The fertilizer that comes in standard container potting mixes is often enough to support temporary plantings. However, for permanent plantings you’ll need to apply some fertilizer each year after the first season. Plan to use an all-purpose flowering shrub formula or a rose fertilizer, as these will have the correct ratio of nutrients for any hydrangea. In early spring, put the fertilizer around the base of the plant, but not touching any branches, and water thoroughly. Be sure that you don’t apply fertilizer after late July, as this can promote growth and prevent the plant from going into dormancy.


Ready to Plant?

Things to Consider: 

For a  temporary planting, if you plan to transplant the hydrangea into your landscape, you’ll want to make sure it is hardy in your zone. If the hydrangea will be used like an annual, there’s no need to worry about its zone range.
For a permanent planting, choose a hydrangea that is hardy in your zone. If you plan to keep it in an area that experiences freezing winter conditions, you will need to use a variety that is two zones hardier than yours. For example, if you live in zone 6, a hydrangea that’s hardy down to zone 4 would work well.

Light Requirement

The place you choose for your hydrangea should receive at least some sun or all-day dappled light. In warm regions, your hydrangea would benefit from afternoon shade, as this will reduce water loss.

Plant recommendations for both light situations:
Full sun (6+ hours of direct sun) – Panicle hydrangeas are the most sun tolerant hydrangea. Try Proven Winners Limelight Prime®

Part sun (4-6 hours of direct sun) or dappled shade – Anything but oakleaf hydrangeas*. This includes mountain, smooth, panicle, and bigleaf hydrangeas. Try Proven Winners Invincibelle Garnetta®

*We don’t recommend oakleaf hydrangeas because they don’t often look their best when grown in a container. They flourish when planted in the ground. But if you enjoy the look, go for it!


For a temporary planting, pick a hydrangea that’s already the physical size that suits your needs. It will grow a bit throughout the season, but not very much. Quart-sized hydrangeas look nice planted as a thriller, accompanied by annuals or perennials. Gallon sizes are often large enough to fill in a pot by themselves.

For a permanent planting, consider the eventual size of the hydrangea since it will be living and growing in your space for a few years. Choose one that is well-suited for the space you’d like to display it.



Potting up your shrub is as easy as planting it in the landscape, but with a few important considerations.

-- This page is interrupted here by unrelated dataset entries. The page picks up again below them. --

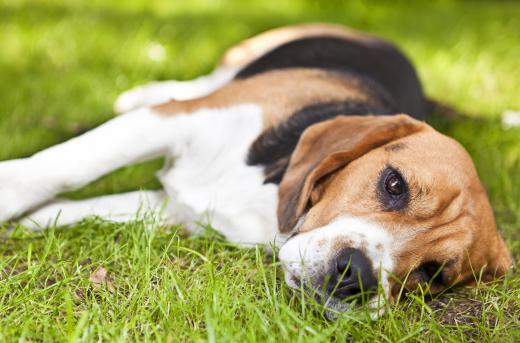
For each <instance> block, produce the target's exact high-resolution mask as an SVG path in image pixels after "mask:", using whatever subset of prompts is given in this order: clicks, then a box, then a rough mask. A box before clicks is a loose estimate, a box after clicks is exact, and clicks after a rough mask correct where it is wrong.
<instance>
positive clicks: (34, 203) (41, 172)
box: [0, 109, 175, 220]
mask: <svg viewBox="0 0 520 343" xmlns="http://www.w3.org/2000/svg"><path fill="white" fill-rule="evenodd" d="M174 128H175V123H174V121H172V120H171V119H169V118H167V117H164V116H159V115H156V114H154V113H153V112H152V111H151V110H149V109H140V110H136V111H133V112H130V113H127V114H125V115H122V116H120V117H117V118H115V119H112V120H110V121H108V122H107V123H105V124H103V125H101V126H100V127H98V128H96V129H94V130H92V131H89V132H87V133H85V134H83V135H81V136H79V137H76V138H73V139H71V140H69V141H67V142H65V143H62V144H58V145H55V146H53V147H51V148H49V149H45V150H43V151H41V152H39V153H37V154H35V155H33V156H31V157H29V158H25V159H18V160H11V161H4V162H0V220H7V219H10V218H13V217H16V216H18V215H20V214H22V213H24V212H26V211H27V210H29V209H32V208H34V207H36V206H39V205H40V204H43V203H45V202H47V201H49V200H52V199H53V198H54V196H55V195H56V194H58V193H61V192H64V191H68V190H72V189H77V188H80V187H82V186H85V185H86V184H88V183H90V182H92V181H94V180H96V179H98V178H99V177H101V176H103V175H105V174H107V173H109V172H111V171H113V170H115V169H117V168H120V167H123V166H126V165H129V164H132V163H136V162H139V161H142V160H146V159H149V158H152V157H154V156H159V155H161V154H164V153H166V152H167V149H168V146H169V141H170V140H171V137H172V134H173V133H172V132H173V131H174Z"/></svg>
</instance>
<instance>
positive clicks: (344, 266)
mask: <svg viewBox="0 0 520 343" xmlns="http://www.w3.org/2000/svg"><path fill="white" fill-rule="evenodd" d="M334 267H335V269H333V270H332V271H331V273H330V274H331V275H330V276H331V278H330V280H329V282H328V284H327V290H328V291H329V292H330V293H332V292H333V295H334V296H335V297H338V298H347V297H353V296H359V295H362V294H366V293H368V292H373V291H374V290H375V289H377V276H376V274H375V271H374V268H373V266H372V263H371V262H370V260H369V259H368V258H367V257H366V256H365V255H364V254H363V252H362V251H360V250H358V249H354V248H347V249H344V250H342V251H341V252H340V254H339V255H338V257H337V258H336V265H335V266H334Z"/></svg>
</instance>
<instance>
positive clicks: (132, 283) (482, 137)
mask: <svg viewBox="0 0 520 343" xmlns="http://www.w3.org/2000/svg"><path fill="white" fill-rule="evenodd" d="M305 21H330V22H337V23H342V24H346V25H350V26H353V27H355V28H358V29H360V30H365V31H369V32H373V33H377V34H378V35H380V36H383V37H386V38H388V39H390V40H392V41H394V42H396V43H397V44H398V45H399V46H400V47H402V49H403V50H404V51H405V52H406V53H407V54H408V55H409V56H410V58H411V59H412V60H413V62H414V64H415V65H416V66H417V68H418V71H419V74H420V77H421V79H422V81H423V83H424V85H425V90H426V93H427V94H428V95H429V96H430V97H432V98H434V99H438V100H442V101H443V102H445V103H447V104H449V105H451V106H453V107H455V108H456V109H457V110H458V111H460V112H462V113H465V114H466V115H467V116H468V117H469V118H462V117H457V118H454V119H446V118H445V117H443V116H440V115H435V116H433V117H432V119H430V122H431V123H432V124H433V125H434V126H435V127H436V128H438V129H439V130H441V131H442V132H445V133H447V134H449V135H451V136H453V137H455V138H457V139H458V140H459V141H460V142H461V143H462V144H464V146H465V147H466V148H467V149H468V150H469V152H470V154H471V155H472V156H473V158H474V161H475V164H476V167H477V169H478V172H479V174H480V176H481V178H482V180H483V182H484V184H485V186H486V188H487V190H488V192H489V196H490V198H491V202H492V204H493V207H494V210H495V213H496V216H497V221H498V225H499V227H500V230H501V231H502V233H503V235H504V237H505V239H506V241H507V244H508V246H509V247H510V248H511V250H512V251H513V254H515V255H516V256H519V254H520V239H519V237H520V236H519V235H520V173H519V170H520V129H504V128H502V126H501V123H500V115H501V114H502V113H503V112H504V111H505V110H508V109H509V110H520V97H519V96H518V95H519V94H520V82H519V79H518V77H519V74H518V71H519V70H520V44H518V42H519V32H520V3H518V2H513V1H511V2H508V1H494V2H491V1H490V2H484V1H448V0H445V1H438V2H435V1H429V2H422V1H414V2H412V1H391V2H390V1H389V2H382V1H371V2H370V3H369V2H368V1H348V2H346V1H345V2H343V1H331V0H329V1H319V0H314V1H294V0H291V1H264V0H249V1H240V0H234V1H224V0H223V1H213V0H206V1H200V0H190V1H166V0H165V1H147V0H131V1H124V2H123V1H102V0H91V1H86V0H85V1H80V0H68V1H59V0H55V1H54V0H40V1H21V0H0V42H1V49H0V104H1V107H0V160H3V159H10V158H16V157H22V156H28V155H30V154H32V153H34V152H36V151H38V150H40V149H42V148H44V147H47V146H50V145H52V144H55V143H58V142H61V141H63V140H65V139H67V138H70V137H72V136H74V135H77V134H78V133H81V132H83V131H85V130H88V129H90V128H93V127H95V126H96V125H98V124H100V123H102V122H103V121H105V120H107V119H109V118H111V117H112V116H113V112H112V110H111V106H112V103H113V101H114V99H115V97H116V96H117V94H118V93H120V92H122V91H124V90H126V89H128V88H130V87H132V86H135V85H139V84H142V83H145V82H148V81H150V80H160V79H182V80H186V79H191V78H193V77H196V76H198V75H200V74H203V73H207V72H208V71H210V70H211V68H212V67H213V65H214V63H215V62H216V61H217V59H218V57H219V56H220V54H221V53H222V52H223V51H224V50H225V49H226V48H227V47H229V46H230V45H232V44H234V43H235V42H237V41H239V40H241V39H243V38H246V37H248V36H251V35H253V34H255V33H259V32H261V31H263V30H265V29H269V28H272V27H276V26H281V25H286V24H290V23H298V22H305ZM137 144H138V143H137ZM160 165H161V161H152V162H148V163H144V164H142V165H140V166H137V167H132V168H125V169H122V170H120V171H118V172H116V173H114V174H112V175H110V176H108V177H106V178H104V179H102V180H100V181H98V182H96V183H95V184H94V185H92V186H89V187H87V188H86V189H84V190H82V191H79V192H76V193H73V194H71V195H70V196H72V197H85V196H92V195H98V194H102V193H109V192H120V191H128V190H132V189H139V188H156V187H158V183H157V180H156V179H155V177H154V174H153V171H154V170H155V169H157V168H159V166H160ZM57 167H59V166H57ZM0 234H1V241H0V340H2V341H14V340H19V341H42V340H45V341H66V340H68V341H73V340H74V341H75V340H86V341H94V340H104V341H112V340H119V341H123V340H160V341H168V342H169V341H198V340H208V341H239V340H241V341H277V342H279V341H305V342H307V341H328V340H333V341H340V342H345V341H346V340H347V341H368V342H373V341H416V340H424V341H461V340H472V341H501V342H507V341H519V340H520V329H519V327H520V318H519V317H520V314H519V313H520V274H519V272H518V271H516V272H515V271H513V272H511V273H510V274H509V275H508V276H507V277H506V278H505V279H504V280H502V281H499V282H496V283H494V284H491V285H488V286H485V287H484V286H482V287H479V288H477V289H474V290H465V289H457V290H454V291H450V292H448V293H447V294H444V295H442V296H441V297H438V298H435V299H429V298H428V297H425V296H423V295H422V294H420V293H418V292H417V293H411V294H407V295H403V298H402V300H401V302H400V304H398V305H396V306H391V307H389V308H388V309H387V313H386V314H385V315H384V316H383V317H382V318H380V319H379V320H377V321H369V320H366V313H364V312H362V311H361V312H360V313H350V314H348V315H346V316H345V317H344V318H341V319H339V320H336V321H327V320H325V319H324V317H323V310H322V309H321V308H320V307H319V306H316V305H315V304H313V302H312V301H310V300H309V299H307V298H305V297H304V296H302V295H301V294H294V293H292V292H290V291H289V290H287V289H286V287H285V286H284V283H283V282H282V272H281V269H280V266H279V265H278V264H277V262H276V259H275V258H273V257H271V256H270V255H269V253H268V252H267V251H266V249H262V248H257V249H249V250H247V249H238V248H236V247H234V246H231V245H229V244H226V243H225V242H224V241H223V240H222V239H220V238H219V237H218V235H216V234H215V233H214V232H212V231H211V230H210V229H208V230H207V231H206V232H205V234H203V235H199V236H196V237H186V236H185V235H183V233H182V228H181V227H162V226H160V225H157V224H154V223H150V222H143V221H141V222H134V223H129V224H126V225H116V224H113V223H107V222H102V221H100V220H95V219H93V220H89V221H86V222H83V223H81V224H80V225H77V226H75V227H73V228H69V229H66V230H59V229H52V230H49V231H46V232H43V233H31V232H28V231H27V230H25V229H24V228H21V227H18V228H17V229H16V230H15V231H14V232H8V231H7V230H5V229H3V230H1V231H0Z"/></svg>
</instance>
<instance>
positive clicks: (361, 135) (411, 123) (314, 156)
mask: <svg viewBox="0 0 520 343" xmlns="http://www.w3.org/2000/svg"><path fill="white" fill-rule="evenodd" d="M426 128H427V125H426V124H424V123H422V122H420V121H417V120H415V119H412V118H411V117H409V116H407V115H403V114H401V115H392V116H351V115H349V116H338V117H336V118H334V119H330V120H326V121H323V122H321V123H318V124H315V125H312V126H310V127H309V128H307V129H306V130H305V131H304V132H303V134H302V136H301V137H300V140H299V142H298V145H297V146H296V148H295V150H294V152H293V154H292V156H291V159H290V162H289V167H288V168H287V171H286V172H285V174H284V176H283V179H282V181H281V183H280V187H279V190H278V191H279V203H278V225H279V229H280V232H289V231H290V230H291V229H292V228H293V227H294V225H295V224H296V222H297V221H298V218H300V216H301V215H302V214H303V213H304V211H305V210H306V207H307V205H308V202H309V197H310V195H311V193H312V190H313V189H314V187H315V186H316V184H317V182H318V181H319V180H320V179H321V178H323V177H325V176H326V175H329V174H331V173H332V172H334V171H336V170H338V169H339V168H341V167H343V166H345V165H347V164H348V163H349V162H351V161H353V160H355V159H357V158H359V157H361V156H362V155H364V154H365V153H367V152H369V151H370V150H372V149H374V148H377V147H379V146H382V145H384V144H386V143H388V142H391V141H393V140H395V139H398V138H402V137H405V136H408V135H411V134H413V133H416V132H418V131H421V130H424V129H426Z"/></svg>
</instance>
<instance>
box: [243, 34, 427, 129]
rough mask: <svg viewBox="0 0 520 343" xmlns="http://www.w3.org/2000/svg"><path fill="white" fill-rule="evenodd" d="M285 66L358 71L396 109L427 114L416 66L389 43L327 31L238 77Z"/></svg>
mask: <svg viewBox="0 0 520 343" xmlns="http://www.w3.org/2000/svg"><path fill="white" fill-rule="evenodd" d="M285 68H319V69H326V70H328V71H333V72H337V73H343V74H346V75H345V77H352V75H355V76H356V77H358V78H360V80H361V81H360V82H361V83H363V84H367V83H371V84H370V87H371V88H374V87H377V88H380V92H381V93H382V95H381V96H383V94H385V95H386V97H387V99H386V100H387V101H390V102H391V103H392V107H393V110H395V111H396V113H399V112H402V113H408V114H410V115H412V116H414V117H415V118H418V119H424V117H425V115H426V111H425V101H424V96H423V92H422V88H421V84H420V82H419V79H418V78H417V75H416V73H415V70H414V68H413V67H412V65H411V64H410V62H409V61H408V60H407V59H406V57H405V56H404V55H403V54H402V53H401V52H400V51H399V50H397V48H395V47H394V46H392V45H390V44H389V43H386V42H383V41H380V40H372V41H370V42H365V41H360V40H353V39H349V38H348V37H334V36H326V35H325V36H320V37H308V38H301V39H296V40H293V41H290V42H287V43H285V44H282V45H280V46H278V47H276V48H274V49H273V50H271V51H269V52H267V53H265V54H264V55H262V56H260V57H259V58H257V59H256V60H254V61H252V62H251V63H250V64H248V65H247V66H245V67H244V68H243V69H242V70H241V71H240V72H239V73H238V74H237V75H236V78H237V79H243V78H247V77H250V76H253V75H256V74H258V73H262V72H266V71H270V70H275V69H285ZM374 83H376V84H374ZM360 86H361V85H360Z"/></svg>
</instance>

  1. Prevent soil from escaping out of the bottom. Cover the hole with a coffee filter, paper towel, or fine mesh. This will hold the soil in for a while, but still lets the water flow through.
  2. Fill the container with soil, up to the level where the bottom of your hydrangea will sit.
  3. Place the hydrangea (pot and all) into your container and fill soil around it, firming it into place as you go. Once the soil level of the potted hydrangea and the soil level around the outside match, remove the potted hydrangea. Gently take the plastic nursery pot off of your hydrangea and place the unpotted hydrangea back into the hole. Firm the soil in around the rootball.
  4. Water your new planting thoroughly. Come back an hour or so later and check that the soil is still level around the entire surface, since potting soil will occasionally settle and slightly expose the rootball. Fill in any low spots and lightly water again.
  5. Place a 2” layer of mulch on the soil surface and your hydrangea is ready to show off!

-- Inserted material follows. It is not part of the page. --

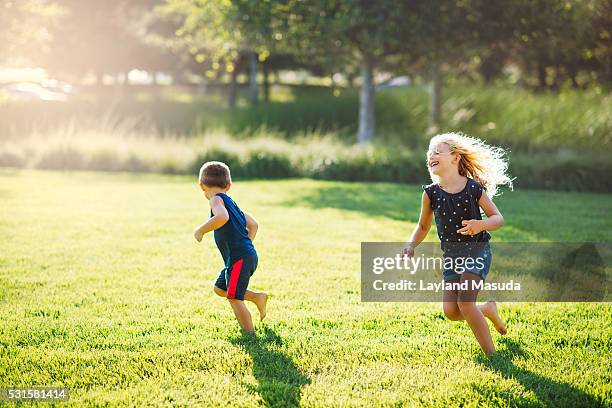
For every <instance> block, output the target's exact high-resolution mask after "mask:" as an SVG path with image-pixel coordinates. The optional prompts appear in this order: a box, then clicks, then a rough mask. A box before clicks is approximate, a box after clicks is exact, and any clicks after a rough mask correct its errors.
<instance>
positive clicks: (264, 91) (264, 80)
mask: <svg viewBox="0 0 612 408" xmlns="http://www.w3.org/2000/svg"><path fill="white" fill-rule="evenodd" d="M263 76H264V102H265V103H268V102H270V72H269V69H268V64H266V63H265V62H264V64H263Z"/></svg>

    You’ll know your hydrangea needs to be transplanted once it starts to slow down noticeably. It will either flower less or put on less height and width than normal. This can happen anywhere from three to five seasons after you’ve planted it. You can either transplant it into a bigger pot with new soil or find a spot for it in your landscape. Either way, you’ll plant it in the same way you would when planting a newly purchased shrub, but this time be sure to scratch those close growing roots vigorously with your fingers to loosen them up when repotting. With a nice spot that it will love, proper planting, and thorough watering, your hydrangea should thrive in its permanent home for many years.